[CentOS] Design changes are done in Fedora

Tue Dec 30 05:07:37 UTC 2014
Les Mikesell <lesmikesell at gmail.com>

On Mon, Dec 29, 2014 at 8:04 PM, Warren Young <wyml at etr-usa.com> wrote:
> >>>
>>> the world where you design, build, and deploy The System is disappearing fast.
>>
>> Sure, if you don't care if you lose data, you can skip those steps.
>
> How did you jump from incremental feature roll-outs to data loss?  There is no necessary connection there.

No, it's not necessary for either code interfaces or data structures
to change in backward-incompatible ways.  But the people who push one
kind of change aren't likely to care about the other either.
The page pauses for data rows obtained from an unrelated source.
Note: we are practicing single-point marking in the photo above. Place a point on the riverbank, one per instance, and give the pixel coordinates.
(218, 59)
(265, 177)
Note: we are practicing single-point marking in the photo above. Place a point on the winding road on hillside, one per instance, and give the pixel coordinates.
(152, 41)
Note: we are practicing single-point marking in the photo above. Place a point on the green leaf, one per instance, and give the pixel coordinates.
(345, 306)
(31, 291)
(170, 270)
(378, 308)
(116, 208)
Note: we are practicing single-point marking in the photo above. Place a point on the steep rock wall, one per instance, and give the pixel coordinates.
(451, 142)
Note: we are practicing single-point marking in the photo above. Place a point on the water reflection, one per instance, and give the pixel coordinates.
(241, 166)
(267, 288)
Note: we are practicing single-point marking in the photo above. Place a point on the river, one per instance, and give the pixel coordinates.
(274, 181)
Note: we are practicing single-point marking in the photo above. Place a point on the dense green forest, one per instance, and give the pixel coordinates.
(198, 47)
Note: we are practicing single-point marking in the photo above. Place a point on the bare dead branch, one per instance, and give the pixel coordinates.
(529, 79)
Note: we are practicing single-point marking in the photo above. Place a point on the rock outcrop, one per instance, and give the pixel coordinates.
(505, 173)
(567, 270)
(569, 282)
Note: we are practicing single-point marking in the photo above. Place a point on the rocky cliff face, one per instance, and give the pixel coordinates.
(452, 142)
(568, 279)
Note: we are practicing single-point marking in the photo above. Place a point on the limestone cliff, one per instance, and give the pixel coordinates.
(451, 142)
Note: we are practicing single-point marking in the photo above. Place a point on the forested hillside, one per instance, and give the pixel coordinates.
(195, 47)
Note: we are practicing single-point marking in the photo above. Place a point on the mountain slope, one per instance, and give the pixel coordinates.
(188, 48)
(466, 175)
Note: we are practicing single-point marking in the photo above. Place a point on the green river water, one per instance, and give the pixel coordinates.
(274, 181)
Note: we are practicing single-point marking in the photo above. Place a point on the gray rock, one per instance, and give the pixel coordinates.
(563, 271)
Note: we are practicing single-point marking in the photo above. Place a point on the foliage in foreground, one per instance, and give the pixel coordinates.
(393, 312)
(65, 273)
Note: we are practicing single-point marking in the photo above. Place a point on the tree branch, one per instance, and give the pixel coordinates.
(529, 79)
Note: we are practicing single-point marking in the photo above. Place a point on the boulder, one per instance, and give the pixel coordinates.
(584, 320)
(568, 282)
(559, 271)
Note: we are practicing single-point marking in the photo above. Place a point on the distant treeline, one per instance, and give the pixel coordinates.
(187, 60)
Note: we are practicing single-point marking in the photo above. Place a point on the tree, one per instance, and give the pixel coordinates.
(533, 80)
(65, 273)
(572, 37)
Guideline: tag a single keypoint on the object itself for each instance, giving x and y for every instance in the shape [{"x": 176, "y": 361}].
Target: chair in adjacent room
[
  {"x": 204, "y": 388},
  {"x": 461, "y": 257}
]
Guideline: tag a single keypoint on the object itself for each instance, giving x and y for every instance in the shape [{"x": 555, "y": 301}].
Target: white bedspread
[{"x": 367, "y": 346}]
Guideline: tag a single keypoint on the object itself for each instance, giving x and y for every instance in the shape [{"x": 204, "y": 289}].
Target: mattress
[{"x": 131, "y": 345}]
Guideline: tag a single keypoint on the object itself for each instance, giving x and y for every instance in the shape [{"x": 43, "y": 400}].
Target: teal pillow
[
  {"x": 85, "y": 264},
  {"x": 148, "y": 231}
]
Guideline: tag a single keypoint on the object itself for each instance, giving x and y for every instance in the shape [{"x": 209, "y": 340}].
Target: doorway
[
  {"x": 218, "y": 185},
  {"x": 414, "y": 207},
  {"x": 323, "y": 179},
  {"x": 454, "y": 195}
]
> In fact, I’d say you have a bigger risk of data loss when moving between two systems released years apart than two systems released a month apart.  That’s a huge software market in its own right: legacy data conversion.

I'm not really arguing about the timing of changes, I'm concerned
about the cost of unnecessary user interface changes, code interface
breakage, and data incompatibility, regardless of when it happens.
RHEL's reason for existence is that it mostly shields users from that
within a major release.  That doesn't make it better when it happens
when you are forced to move to the next one.

> If your software is DBMS-backed and a new feature changes the schema, you can use one of the many available systems for managing schema versions.  Or, roll your own; it isn’t hard.

Are you offering to do it for free?

> You test before rolling something to production, and you run backups so that if all else fails, you can roll back to the prior version.

That's fine if you have one machine and can afford to shut down while
you make something work.   Most businesses aren't like that.

> None of this is revolutionary.  It’s just what you do, every day.

And it is time consuming and expensive.

>> when it breaks it's not the developer answering
>> the phones if anyone answers at all.
>
> Tech support calls shouldn’t go straight to the developers under any development model, short of sole proprietorship, and not even then, if you can get away with it.  There needs to be at least one layer of buffering in there: train up the secretary to some basic level of cluefulness, do everything via email, or even hire some dedicated support staff.
>
> It simply costs too much to break a developer out of flow to allow a customer to ring a bell on a developer’s desk at will.

Beg your pardon?   How about not breaking the things that trigger the
calls in the first place - or taking some responsibility for it.  Do
you think other people have nothing better to do?

> Since we’re contrasting with waterfall development processes that may last many years, but not decades, I’d say the error has already been made if you’re still working with a waterfall-based methodology today.
>

We never change more than half of a load-balenced set of servers at
once.  So all changes have to be compatible when running concurrently,
or worth rolling out a whole replacement farm.

>> some stuff can't be.
>
> Very little software must be developed in waterfall fashion.

If you run continuous services you either have to be able to run
new/old concurrently or completely duplicate your server farm as you
roll out incompatible clients.

> Last time I checked, this sort of software only accounted for about ~5% of all software produced, and that fraction is likely dropping, with the moves toward cloud services, open source software, subscription software, and subsidized software.
>
> The vast majority of software developed is in-house stuff, where the developers and the users *can* enter into an agile delivery cycle.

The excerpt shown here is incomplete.